4) You can do a self-build through an institutional lender. In this case, you need to get your financing arrangements done before you put the shovel to the ground. That means construction financing and completion financing.  The difference here is the CMHC rules are going to place you under the same timetable as a regular builder. So line up your trades and make sure you have an experienced construction supervisor looking after the build schedule. You will also need to get your own Home warranty insurance.
Alberta New Home Warranty   All new home construction, since February 1st, 2014, needs new home warranty insurance. When it voluntary to purchase it, the process was easier.  All registered new home builders can get this warranty cheaper, because they purchase it at volume rates.  The process for them has not changed much. www.municipalaffairs.alberta.ca/home_warranties_faqs.cfm  will answer some of your questions. I recommend an Alberta based New Home Warranty insurer (contact me if you want to know why)

The process for Self Builds has become sticky.  A potential customer recently called me asking for help with new home warranty. There is added expense because not only is there a premium, the New Home Warranty insurers are asking for proof of deep pockets.  They want to ensure that even if you have been approved for financing you can afford to cover over-runs and unforseen incedents.  Don't even think about trying a self build until you investigate the new home warranty rules.  Much like a municipality asks a land developer for a Line of Credit supported by a lender, the wanrranty insurers are doing the same with one time home builders.

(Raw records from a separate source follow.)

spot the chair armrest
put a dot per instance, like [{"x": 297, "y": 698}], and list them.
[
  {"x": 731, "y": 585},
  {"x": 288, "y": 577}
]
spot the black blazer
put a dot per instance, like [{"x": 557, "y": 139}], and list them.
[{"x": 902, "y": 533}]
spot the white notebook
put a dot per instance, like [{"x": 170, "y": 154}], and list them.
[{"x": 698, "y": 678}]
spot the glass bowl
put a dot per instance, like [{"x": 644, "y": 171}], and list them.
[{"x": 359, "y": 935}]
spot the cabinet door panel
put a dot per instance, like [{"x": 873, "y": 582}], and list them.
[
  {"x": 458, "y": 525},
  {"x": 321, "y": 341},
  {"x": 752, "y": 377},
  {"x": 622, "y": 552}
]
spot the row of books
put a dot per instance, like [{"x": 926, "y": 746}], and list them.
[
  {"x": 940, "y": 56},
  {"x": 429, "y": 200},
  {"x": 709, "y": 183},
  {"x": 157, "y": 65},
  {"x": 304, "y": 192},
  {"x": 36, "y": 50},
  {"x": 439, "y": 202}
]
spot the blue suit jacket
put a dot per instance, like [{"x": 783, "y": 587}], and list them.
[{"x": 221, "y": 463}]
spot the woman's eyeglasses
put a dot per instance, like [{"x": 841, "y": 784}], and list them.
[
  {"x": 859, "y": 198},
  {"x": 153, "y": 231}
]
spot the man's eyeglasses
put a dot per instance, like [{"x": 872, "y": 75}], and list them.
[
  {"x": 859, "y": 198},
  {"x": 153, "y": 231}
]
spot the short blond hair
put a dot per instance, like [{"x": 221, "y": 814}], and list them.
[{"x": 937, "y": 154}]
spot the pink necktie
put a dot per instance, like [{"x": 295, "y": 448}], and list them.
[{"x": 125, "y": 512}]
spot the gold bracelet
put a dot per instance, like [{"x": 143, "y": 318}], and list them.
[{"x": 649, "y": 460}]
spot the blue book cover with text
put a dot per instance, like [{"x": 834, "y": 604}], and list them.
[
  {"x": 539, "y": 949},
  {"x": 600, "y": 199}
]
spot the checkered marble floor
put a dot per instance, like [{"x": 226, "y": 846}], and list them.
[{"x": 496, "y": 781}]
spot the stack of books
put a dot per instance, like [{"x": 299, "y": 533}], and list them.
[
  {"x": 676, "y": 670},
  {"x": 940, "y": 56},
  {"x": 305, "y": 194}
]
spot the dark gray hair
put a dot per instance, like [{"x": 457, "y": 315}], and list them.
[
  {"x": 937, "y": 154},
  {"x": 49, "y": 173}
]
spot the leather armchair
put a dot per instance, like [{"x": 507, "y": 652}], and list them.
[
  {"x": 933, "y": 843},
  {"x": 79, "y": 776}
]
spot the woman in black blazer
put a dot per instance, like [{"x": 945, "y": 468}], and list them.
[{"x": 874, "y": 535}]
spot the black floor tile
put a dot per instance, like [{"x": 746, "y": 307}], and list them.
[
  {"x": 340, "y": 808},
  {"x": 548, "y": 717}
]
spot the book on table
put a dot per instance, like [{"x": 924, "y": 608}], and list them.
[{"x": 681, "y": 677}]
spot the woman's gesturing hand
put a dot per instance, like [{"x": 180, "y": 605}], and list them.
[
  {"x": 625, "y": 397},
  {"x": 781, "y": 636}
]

If you can qualify through a bank, I have a special arrangement through a bank where I arrange and monitor the entire build.  I do charge a fee to broker a self build mortgage, because self-built home projects are something a bank does not pay a broker fee to the broker. 


5) You can finance the construction loan through a private mortgage lender. The advantage is a lack of red tape and some flexibility on the construction schedule.  Private lenders can let you draw down as you need funds. Some only charge for the outstanding funds (some charge for all funds from day one). If you use a private lender, you can avoid a CMHC premium. If the cost of building is $300,000 (including lot) and the final value of the home is $400,000, you're sweat equity is 25%. You can now qualify for a conventional completion mortgage and avoid any CMHC premiums. The downside is that the private mortgage rates are higher and they will charge you a lender's fee. I will also need to charge a broker fee, because private lenders normally do not pay a finder's fee to the broker.  If the build is efficient and you get everything built on schedule, you will still save money.  All fee are disclosed and explained to you, up front, so there are no surprises. They are generally paid out from the mortgage proceeds.

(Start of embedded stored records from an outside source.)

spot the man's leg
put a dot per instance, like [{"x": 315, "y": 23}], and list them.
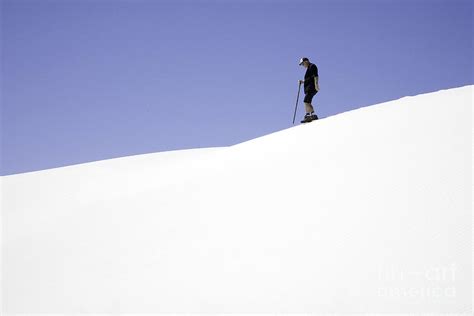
[{"x": 308, "y": 107}]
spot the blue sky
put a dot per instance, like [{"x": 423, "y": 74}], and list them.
[{"x": 87, "y": 80}]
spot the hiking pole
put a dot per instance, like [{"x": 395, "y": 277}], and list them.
[{"x": 296, "y": 106}]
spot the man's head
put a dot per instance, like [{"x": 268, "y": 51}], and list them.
[{"x": 304, "y": 62}]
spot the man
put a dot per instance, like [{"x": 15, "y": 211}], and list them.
[{"x": 311, "y": 87}]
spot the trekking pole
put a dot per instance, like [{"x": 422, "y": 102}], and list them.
[{"x": 296, "y": 106}]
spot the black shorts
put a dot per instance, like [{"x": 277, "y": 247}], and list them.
[{"x": 308, "y": 97}]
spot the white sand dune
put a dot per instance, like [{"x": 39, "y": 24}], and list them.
[{"x": 366, "y": 211}]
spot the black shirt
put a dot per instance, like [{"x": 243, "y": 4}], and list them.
[{"x": 311, "y": 72}]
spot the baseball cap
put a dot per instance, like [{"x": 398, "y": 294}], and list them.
[{"x": 303, "y": 60}]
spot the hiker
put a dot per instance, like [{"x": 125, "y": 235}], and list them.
[{"x": 311, "y": 87}]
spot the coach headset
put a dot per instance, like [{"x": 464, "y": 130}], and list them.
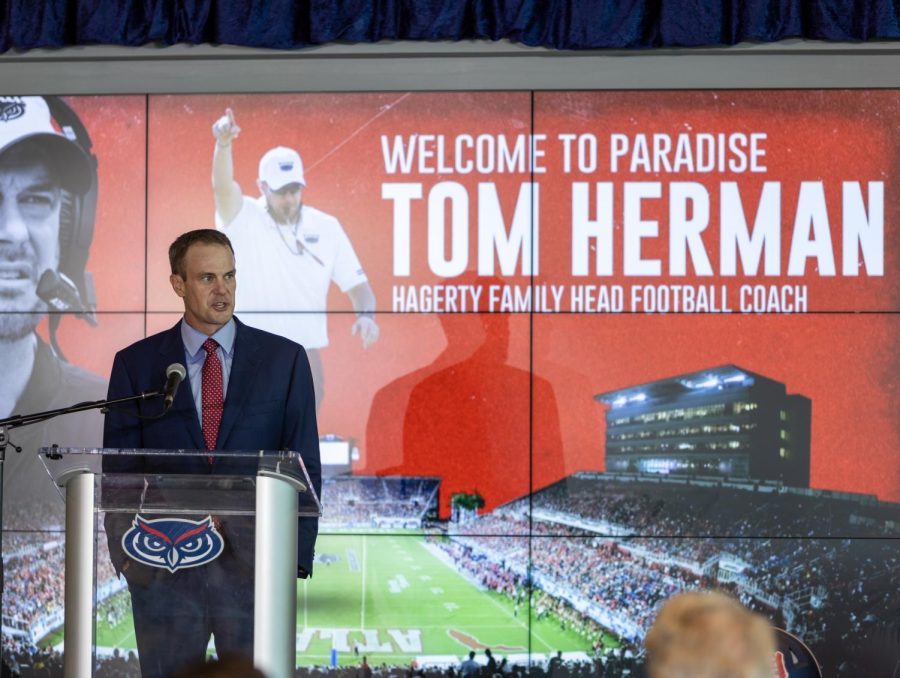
[{"x": 72, "y": 288}]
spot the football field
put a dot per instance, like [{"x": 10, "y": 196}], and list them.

Due Diligence items to do before signing the construction contract...
-Check with the Better business bureau to see how they rate your builder, or contractor.

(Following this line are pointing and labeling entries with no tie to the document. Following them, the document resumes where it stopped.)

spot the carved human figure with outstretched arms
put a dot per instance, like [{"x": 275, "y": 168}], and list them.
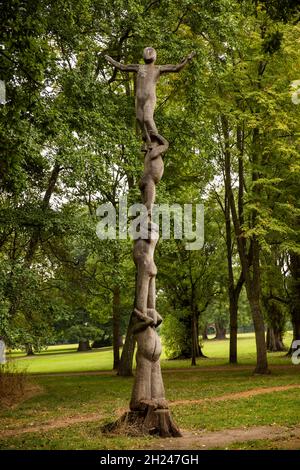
[{"x": 147, "y": 76}]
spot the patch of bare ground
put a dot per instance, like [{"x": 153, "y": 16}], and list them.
[{"x": 204, "y": 440}]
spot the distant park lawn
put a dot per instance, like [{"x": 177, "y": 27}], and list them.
[
  {"x": 67, "y": 412},
  {"x": 65, "y": 358}
]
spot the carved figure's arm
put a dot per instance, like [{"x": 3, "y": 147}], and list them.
[
  {"x": 123, "y": 67},
  {"x": 177, "y": 67}
]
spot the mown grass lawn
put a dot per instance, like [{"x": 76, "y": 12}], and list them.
[
  {"x": 65, "y": 397},
  {"x": 64, "y": 358},
  {"x": 69, "y": 396}
]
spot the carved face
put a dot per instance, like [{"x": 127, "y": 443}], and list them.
[{"x": 149, "y": 55}]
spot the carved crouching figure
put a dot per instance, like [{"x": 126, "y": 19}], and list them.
[
  {"x": 153, "y": 171},
  {"x": 148, "y": 386}
]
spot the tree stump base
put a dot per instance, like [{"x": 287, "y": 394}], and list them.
[{"x": 151, "y": 420}]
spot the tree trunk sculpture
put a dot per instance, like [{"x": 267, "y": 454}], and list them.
[{"x": 149, "y": 409}]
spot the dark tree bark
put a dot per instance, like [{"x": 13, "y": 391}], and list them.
[
  {"x": 29, "y": 349},
  {"x": 116, "y": 327},
  {"x": 249, "y": 259},
  {"x": 84, "y": 345},
  {"x": 125, "y": 364},
  {"x": 294, "y": 302},
  {"x": 274, "y": 340}
]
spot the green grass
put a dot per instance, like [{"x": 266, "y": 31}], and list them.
[
  {"x": 64, "y": 358},
  {"x": 109, "y": 395}
]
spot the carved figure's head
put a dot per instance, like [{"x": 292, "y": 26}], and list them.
[{"x": 149, "y": 55}]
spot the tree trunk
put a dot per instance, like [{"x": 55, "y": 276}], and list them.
[
  {"x": 295, "y": 296},
  {"x": 84, "y": 345},
  {"x": 274, "y": 340},
  {"x": 125, "y": 364},
  {"x": 252, "y": 277},
  {"x": 29, "y": 349},
  {"x": 195, "y": 340},
  {"x": 253, "y": 294},
  {"x": 220, "y": 331},
  {"x": 233, "y": 332},
  {"x": 204, "y": 332},
  {"x": 116, "y": 327}
]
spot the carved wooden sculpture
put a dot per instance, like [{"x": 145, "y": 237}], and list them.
[{"x": 149, "y": 409}]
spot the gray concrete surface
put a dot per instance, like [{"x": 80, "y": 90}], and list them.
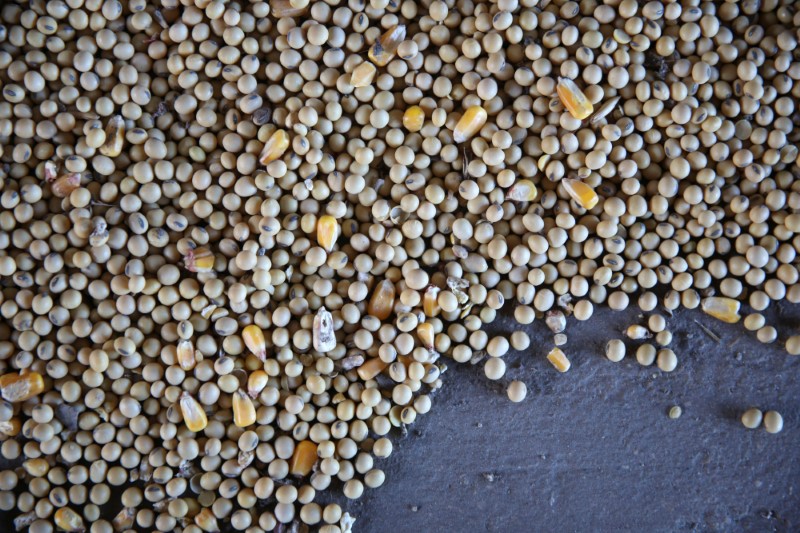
[{"x": 594, "y": 449}]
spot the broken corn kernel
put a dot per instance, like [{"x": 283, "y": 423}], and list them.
[
  {"x": 523, "y": 191},
  {"x": 284, "y": 8},
  {"x": 383, "y": 50},
  {"x": 193, "y": 414},
  {"x": 363, "y": 74},
  {"x": 327, "y": 232},
  {"x": 253, "y": 338},
  {"x": 430, "y": 301},
  {"x": 256, "y": 382},
  {"x": 413, "y": 118},
  {"x": 303, "y": 458},
  {"x": 115, "y": 137},
  {"x": 275, "y": 147},
  {"x": 186, "y": 357},
  {"x": 426, "y": 334},
  {"x": 65, "y": 184},
  {"x": 382, "y": 301},
  {"x": 244, "y": 412},
  {"x": 21, "y": 387},
  {"x": 573, "y": 99},
  {"x": 721, "y": 308},
  {"x": 558, "y": 359},
  {"x": 583, "y": 194},
  {"x": 206, "y": 521},
  {"x": 371, "y": 368},
  {"x": 469, "y": 124},
  {"x": 199, "y": 260},
  {"x": 68, "y": 520}
]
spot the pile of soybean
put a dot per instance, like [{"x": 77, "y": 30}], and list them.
[{"x": 241, "y": 240}]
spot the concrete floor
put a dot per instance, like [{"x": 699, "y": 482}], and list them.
[{"x": 594, "y": 449}]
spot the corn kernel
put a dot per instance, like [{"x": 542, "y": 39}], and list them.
[
  {"x": 275, "y": 147},
  {"x": 413, "y": 118},
  {"x": 256, "y": 382},
  {"x": 573, "y": 99},
  {"x": 430, "y": 301},
  {"x": 21, "y": 387},
  {"x": 186, "y": 355},
  {"x": 558, "y": 359},
  {"x": 469, "y": 124},
  {"x": 253, "y": 338},
  {"x": 303, "y": 458},
  {"x": 68, "y": 520},
  {"x": 583, "y": 194},
  {"x": 383, "y": 50},
  {"x": 363, "y": 74},
  {"x": 206, "y": 521},
  {"x": 65, "y": 184},
  {"x": 284, "y": 8},
  {"x": 371, "y": 368},
  {"x": 199, "y": 260},
  {"x": 244, "y": 412},
  {"x": 327, "y": 232},
  {"x": 193, "y": 414},
  {"x": 426, "y": 334},
  {"x": 382, "y": 301},
  {"x": 323, "y": 337},
  {"x": 523, "y": 191},
  {"x": 115, "y": 137},
  {"x": 722, "y": 308}
]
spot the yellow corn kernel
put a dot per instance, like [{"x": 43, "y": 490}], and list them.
[
  {"x": 206, "y": 520},
  {"x": 383, "y": 50},
  {"x": 523, "y": 191},
  {"x": 426, "y": 334},
  {"x": 275, "y": 147},
  {"x": 722, "y": 308},
  {"x": 413, "y": 118},
  {"x": 256, "y": 382},
  {"x": 558, "y": 359},
  {"x": 199, "y": 260},
  {"x": 253, "y": 338},
  {"x": 68, "y": 520},
  {"x": 327, "y": 232},
  {"x": 186, "y": 357},
  {"x": 363, "y": 74},
  {"x": 469, "y": 124},
  {"x": 244, "y": 412},
  {"x": 430, "y": 301},
  {"x": 382, "y": 301},
  {"x": 573, "y": 99},
  {"x": 193, "y": 414},
  {"x": 65, "y": 184},
  {"x": 303, "y": 458},
  {"x": 583, "y": 194},
  {"x": 22, "y": 386},
  {"x": 371, "y": 368},
  {"x": 115, "y": 137}
]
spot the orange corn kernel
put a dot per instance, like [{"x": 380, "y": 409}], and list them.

-Quickly interview the neighbours to see what their opinion of the area is. They might point out a parking nightmare problem or loud noise issues.
-Check the internet for any news stories about your new neighbourhood or builder
-If you have time, have your lawyer review your construction contract before signing.  All contracts are slightly different and you want to know the pitfalls.
- Make certain your financing is approved (or pre-approved for a completion mortgage).
- Private construction draw payment schedules are usually negotiable. Let your broker know what kind of payment schedule works for you.  Most of the time interest is brought current when the next draw is taken.
- Make sure your accounting allows for a 10% construction holdback. Once the project is inspected and complete, these funds can be released by the lender's lawyer. 
- If you run into overtime on the build, most lenders will give you a time limit and then complete the construction themselves. This cost either comes out of the holdback or is tacked on to the total mortgage.